Sebab penjualan aset Sing Ming Hui melibatkan pengusaha kelas kakap yang terkait dengan Istana dan juga Gubernur DKI Basuki Tjahaja Purnama (Ahok).
Dugaan itu disampaikan tokoh Tionghoa di Jakarta, Lius Sungkharisma saat ditanya Aktual.com mengapa pihak Sing Ming Hui (Candra Naya) seperti tak berdaya dengan penjualan aset mereka ke Pemprov DKI ataupun ke CKU sebelumnya.” Selengkapnya lihat di Kartini-Jan Darmadi-Ahok, Penyebab Bungkamnya Candranaya di Kasus Sumber Waras
Apakah betul sinyalamen yang sering kita temui di media, bahwa sekarang ini dibawah Presiden Jokowi, pengusaha lebih berkuasa dari penguasa?. Bila kita melihat kasus yang menimpa PSCN, sangat jelas pengusaha Konglomerat Wanita Kartini Muljadi dengan kekuasaan dan uangnya mampu mengatur aksi penindasannya terhadap I Wayan Suparmin, ketua PSCN dengan memanfaatkan instrument hukum di Negara ini, bahkan KPK pun tampaknya sudah berubah menjadi Komisi Perlindungan Koruptor.

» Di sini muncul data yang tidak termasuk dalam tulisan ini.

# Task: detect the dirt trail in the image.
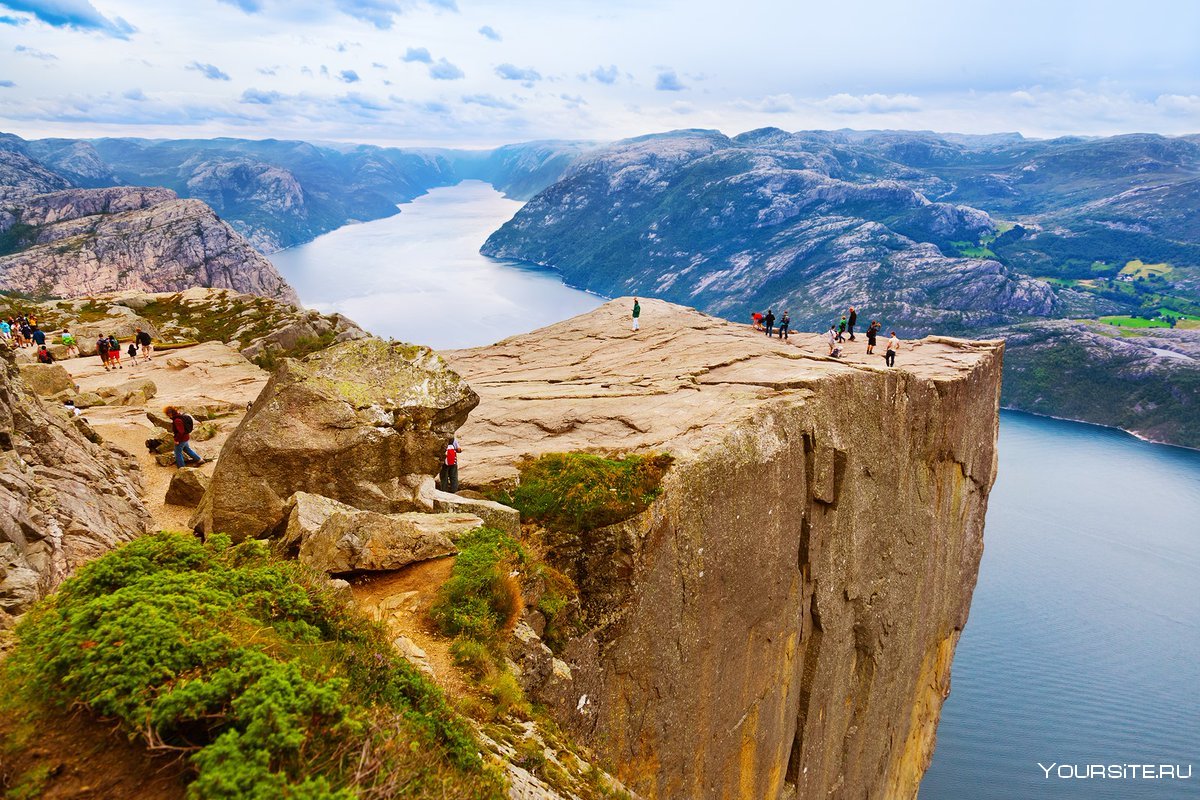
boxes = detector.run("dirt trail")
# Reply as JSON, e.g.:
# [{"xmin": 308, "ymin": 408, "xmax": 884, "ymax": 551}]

Semoga bapak Presiden Jokowi dan segenap masyarakat yang masih mendambakan tegaknya keadilan di NKRI tercinta ini mau secara serius bersikap menentang segala ketidak adilan, membatasi kesewenang-wenangan dari konglomerat dalam merampas hak-hak rakyatnya. Dan tidak membiarkan Perhimpunan Sosial Candra Naya yang pada saat Republik ini berdiri sudah memainkan peranan yang sangat besar dalam membantu masyarakat yang kesusahan dan tertindas.
Bapak Ketua Perhimpunan Sosial Candra Naya, I Wayan Suparmin, adalah bukti nyata sebagai manusia langka yang mewarisi sikap para pendirinya, yaitu tidak bersedia melakukan persekongkolan dengan Kartini Muljadi dalam menguras asset kekayaan Candra Naya di RS Sumber Waras, Wayan lebih rela menanggung siksa derita di penjara dari pada menerima uang haram puluhan millyar yang ditawarkan pihak Kartini Muljadi. Bila saja Wayan menerima, maka hari ini bukan Rp.755M uang Pemprov hilang, melainkan Rp.1,9T (harga seluruh lahan seperti yang ditawarkan dalam iklan rumahdijual.com tanggal 11 Juli 2015) uang Pemprov DKI berpindah ke kantong Kartini Muljadi tanpa bisa BPK mempermasalahkannya!. Bukankah Ahok selalu mengatakan "ingin membeli semuanya"?